Ketika saya mengayun palu di Bumi, se­sekali saya meleset dan mengenai tangan yang memegang pahat. Di Mars, kami benar-benar tidak mau sampai bor atau palu tumbuk mengenai si penjelajah, sedikit pun. Lengan itu dibuat dengan sesedikit mungkin ruang main pada sendinya, dan ribuan baris kode komputernya sudah diperiksa berulang-ulang—tetapi kami tetap tidak tahu bagaimana persisnya semua itu akan berfungsi di Mars, sampai mencobanya langsung.

Salah satu pe­nyebabnya, gravitasi di sana sekitar sepertiga gravitasi Bumi. Jadi, puluhan kegiatan yang sudah pernah kami latih di California, kami latih lagi di Mars, dalam langkah-langkah sangat kecil. Setelah enam bulan, kami siap mengebor.

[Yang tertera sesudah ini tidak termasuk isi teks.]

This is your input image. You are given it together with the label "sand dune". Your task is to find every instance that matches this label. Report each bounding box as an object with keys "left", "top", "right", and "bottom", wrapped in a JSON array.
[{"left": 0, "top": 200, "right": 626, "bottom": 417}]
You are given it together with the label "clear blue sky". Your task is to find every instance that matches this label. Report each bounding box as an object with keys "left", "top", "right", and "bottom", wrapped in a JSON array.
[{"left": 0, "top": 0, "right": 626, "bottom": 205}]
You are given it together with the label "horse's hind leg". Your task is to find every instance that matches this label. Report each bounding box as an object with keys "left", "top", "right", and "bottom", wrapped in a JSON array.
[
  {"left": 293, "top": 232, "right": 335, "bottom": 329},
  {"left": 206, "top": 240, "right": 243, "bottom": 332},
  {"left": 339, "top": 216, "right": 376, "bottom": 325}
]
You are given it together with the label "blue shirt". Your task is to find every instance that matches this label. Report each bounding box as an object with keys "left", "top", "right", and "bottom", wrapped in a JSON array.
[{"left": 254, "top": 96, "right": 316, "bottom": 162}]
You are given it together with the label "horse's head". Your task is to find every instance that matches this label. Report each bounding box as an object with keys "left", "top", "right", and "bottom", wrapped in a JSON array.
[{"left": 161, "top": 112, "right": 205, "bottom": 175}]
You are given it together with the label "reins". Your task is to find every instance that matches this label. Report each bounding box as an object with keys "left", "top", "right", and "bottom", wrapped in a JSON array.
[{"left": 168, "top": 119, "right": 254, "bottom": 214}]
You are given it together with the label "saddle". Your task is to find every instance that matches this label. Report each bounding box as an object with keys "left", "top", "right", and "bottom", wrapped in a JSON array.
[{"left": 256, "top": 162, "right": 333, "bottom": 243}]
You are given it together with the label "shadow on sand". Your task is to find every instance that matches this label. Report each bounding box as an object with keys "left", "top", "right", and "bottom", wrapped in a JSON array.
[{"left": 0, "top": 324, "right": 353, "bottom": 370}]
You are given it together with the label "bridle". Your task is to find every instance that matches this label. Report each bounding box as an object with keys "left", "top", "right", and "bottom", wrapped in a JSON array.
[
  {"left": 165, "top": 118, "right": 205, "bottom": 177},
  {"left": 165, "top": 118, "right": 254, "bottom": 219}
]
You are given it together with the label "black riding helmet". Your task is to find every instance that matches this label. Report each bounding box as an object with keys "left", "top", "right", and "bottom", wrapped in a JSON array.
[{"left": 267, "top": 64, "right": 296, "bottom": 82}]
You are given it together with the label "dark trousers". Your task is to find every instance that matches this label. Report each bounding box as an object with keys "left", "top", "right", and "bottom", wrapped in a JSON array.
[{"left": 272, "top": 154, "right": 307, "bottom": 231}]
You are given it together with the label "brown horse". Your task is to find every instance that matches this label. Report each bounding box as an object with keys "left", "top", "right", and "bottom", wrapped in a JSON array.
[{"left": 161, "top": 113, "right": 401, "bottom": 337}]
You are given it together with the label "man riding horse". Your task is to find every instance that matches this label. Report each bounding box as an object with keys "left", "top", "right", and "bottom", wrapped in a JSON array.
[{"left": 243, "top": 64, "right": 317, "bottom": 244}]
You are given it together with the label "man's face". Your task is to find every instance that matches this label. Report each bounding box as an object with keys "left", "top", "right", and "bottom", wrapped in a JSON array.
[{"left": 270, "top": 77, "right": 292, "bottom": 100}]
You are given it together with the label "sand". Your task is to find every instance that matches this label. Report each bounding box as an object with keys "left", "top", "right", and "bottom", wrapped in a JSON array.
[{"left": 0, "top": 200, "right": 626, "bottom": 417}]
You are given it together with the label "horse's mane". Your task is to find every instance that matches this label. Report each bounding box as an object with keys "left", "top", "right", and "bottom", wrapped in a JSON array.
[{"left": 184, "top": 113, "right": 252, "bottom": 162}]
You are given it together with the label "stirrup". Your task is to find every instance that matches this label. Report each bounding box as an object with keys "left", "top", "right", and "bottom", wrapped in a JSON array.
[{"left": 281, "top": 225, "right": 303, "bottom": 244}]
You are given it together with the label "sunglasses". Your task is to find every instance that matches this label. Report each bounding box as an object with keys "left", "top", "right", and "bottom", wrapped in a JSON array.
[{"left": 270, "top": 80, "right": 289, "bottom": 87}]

Jadi, apa sebenarnya bubuk berharga yang kami cari ini, ibarat para penjelajah masa silam yang berburu rempah-rempah ke Nusantara? Curiosity sedang mencari bukti bahwa dulu kehidupan mungkin ada di Mars—mencari lingkungan yang dapat mendukung kehidupan mikrob dan mencari molekul organik yang mungkin dihasilkan mikrob tersebut.